People in the life sciences who use gases and cryogens are looking for solutions to the headaches and hassles they face in buying and using these products. Making the right decisions becomes even more critical when they consider the very real dollars associated with the problems.

Evaluating a gas supply chain is like evaluating an iceberg: the part you may not easily see may be the part that gets you in trouble. Look carefully at the total cost of the gas supply above and below the waterline.

Laboratories should also view convenience, security of supply, and cost-efficiency as equally obtainable goals. Through better tracking of supplies, and by reexamining the mode of supply, it is possible to protect vital work while achieving immediate and long-term cost savings.

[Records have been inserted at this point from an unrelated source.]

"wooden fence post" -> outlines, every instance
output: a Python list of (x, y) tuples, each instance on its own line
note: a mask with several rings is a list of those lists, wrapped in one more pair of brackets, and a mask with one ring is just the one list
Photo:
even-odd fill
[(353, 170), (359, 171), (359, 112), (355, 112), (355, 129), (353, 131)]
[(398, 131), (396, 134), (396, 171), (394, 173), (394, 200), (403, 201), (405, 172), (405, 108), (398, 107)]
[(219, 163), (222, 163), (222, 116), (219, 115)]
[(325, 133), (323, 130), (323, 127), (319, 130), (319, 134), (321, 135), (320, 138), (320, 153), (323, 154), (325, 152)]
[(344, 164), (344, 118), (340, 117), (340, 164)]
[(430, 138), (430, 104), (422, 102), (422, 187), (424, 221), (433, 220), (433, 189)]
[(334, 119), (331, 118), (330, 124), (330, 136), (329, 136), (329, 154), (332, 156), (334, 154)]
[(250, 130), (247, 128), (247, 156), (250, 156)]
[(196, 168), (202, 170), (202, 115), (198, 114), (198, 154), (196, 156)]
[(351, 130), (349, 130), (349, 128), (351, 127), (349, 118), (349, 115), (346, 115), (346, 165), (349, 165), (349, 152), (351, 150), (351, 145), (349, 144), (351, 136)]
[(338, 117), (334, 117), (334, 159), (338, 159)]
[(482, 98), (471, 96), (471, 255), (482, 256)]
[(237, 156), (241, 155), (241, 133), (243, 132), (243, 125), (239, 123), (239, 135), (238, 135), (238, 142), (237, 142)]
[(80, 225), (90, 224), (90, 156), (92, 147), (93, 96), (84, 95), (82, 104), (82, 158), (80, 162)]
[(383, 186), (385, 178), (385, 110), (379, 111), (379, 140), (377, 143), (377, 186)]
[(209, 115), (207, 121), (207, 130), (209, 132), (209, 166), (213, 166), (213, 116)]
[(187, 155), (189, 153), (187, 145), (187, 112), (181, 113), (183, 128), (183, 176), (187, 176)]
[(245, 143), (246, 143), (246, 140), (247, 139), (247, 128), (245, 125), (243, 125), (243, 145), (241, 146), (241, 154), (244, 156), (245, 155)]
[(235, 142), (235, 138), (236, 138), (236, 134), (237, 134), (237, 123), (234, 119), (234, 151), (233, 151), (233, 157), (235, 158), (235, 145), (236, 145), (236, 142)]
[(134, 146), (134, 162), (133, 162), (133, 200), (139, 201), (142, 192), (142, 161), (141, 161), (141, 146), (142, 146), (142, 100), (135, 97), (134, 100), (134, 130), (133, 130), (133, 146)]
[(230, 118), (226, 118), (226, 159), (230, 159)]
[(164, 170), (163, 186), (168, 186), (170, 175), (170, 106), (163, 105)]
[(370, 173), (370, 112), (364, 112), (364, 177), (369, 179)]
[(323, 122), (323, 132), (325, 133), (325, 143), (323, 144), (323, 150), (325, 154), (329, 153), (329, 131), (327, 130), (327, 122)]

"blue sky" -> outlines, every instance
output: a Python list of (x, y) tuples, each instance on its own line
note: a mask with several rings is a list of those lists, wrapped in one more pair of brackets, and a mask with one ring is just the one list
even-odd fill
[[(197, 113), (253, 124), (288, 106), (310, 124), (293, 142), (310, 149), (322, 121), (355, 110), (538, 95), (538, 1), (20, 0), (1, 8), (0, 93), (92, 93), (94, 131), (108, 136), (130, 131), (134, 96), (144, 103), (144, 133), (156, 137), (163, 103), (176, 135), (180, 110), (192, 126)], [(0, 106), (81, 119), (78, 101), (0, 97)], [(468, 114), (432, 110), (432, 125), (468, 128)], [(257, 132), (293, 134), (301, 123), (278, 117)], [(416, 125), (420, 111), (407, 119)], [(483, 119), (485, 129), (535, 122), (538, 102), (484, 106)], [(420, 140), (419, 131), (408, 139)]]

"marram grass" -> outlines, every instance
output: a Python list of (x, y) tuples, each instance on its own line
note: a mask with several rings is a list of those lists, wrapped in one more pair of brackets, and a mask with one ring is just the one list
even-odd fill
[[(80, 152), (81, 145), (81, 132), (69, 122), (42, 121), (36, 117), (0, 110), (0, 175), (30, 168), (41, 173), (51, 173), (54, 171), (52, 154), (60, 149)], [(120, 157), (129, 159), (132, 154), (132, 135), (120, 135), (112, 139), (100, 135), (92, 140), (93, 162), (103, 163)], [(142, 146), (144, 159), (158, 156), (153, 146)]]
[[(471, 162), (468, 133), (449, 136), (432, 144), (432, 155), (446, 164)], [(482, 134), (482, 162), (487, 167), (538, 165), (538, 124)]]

Finally, look for suppliers willing to work closely with their customers and help them understand their processes and recommend the best gas and equipment solutions to meet their needs. Typically, the customer and supplier handle their respective zones of responsibility. Getting a supplier involved in managing more of the gas supply chain can help a laboratory derive the most out of gas quality, supply requirements and equipment purchases.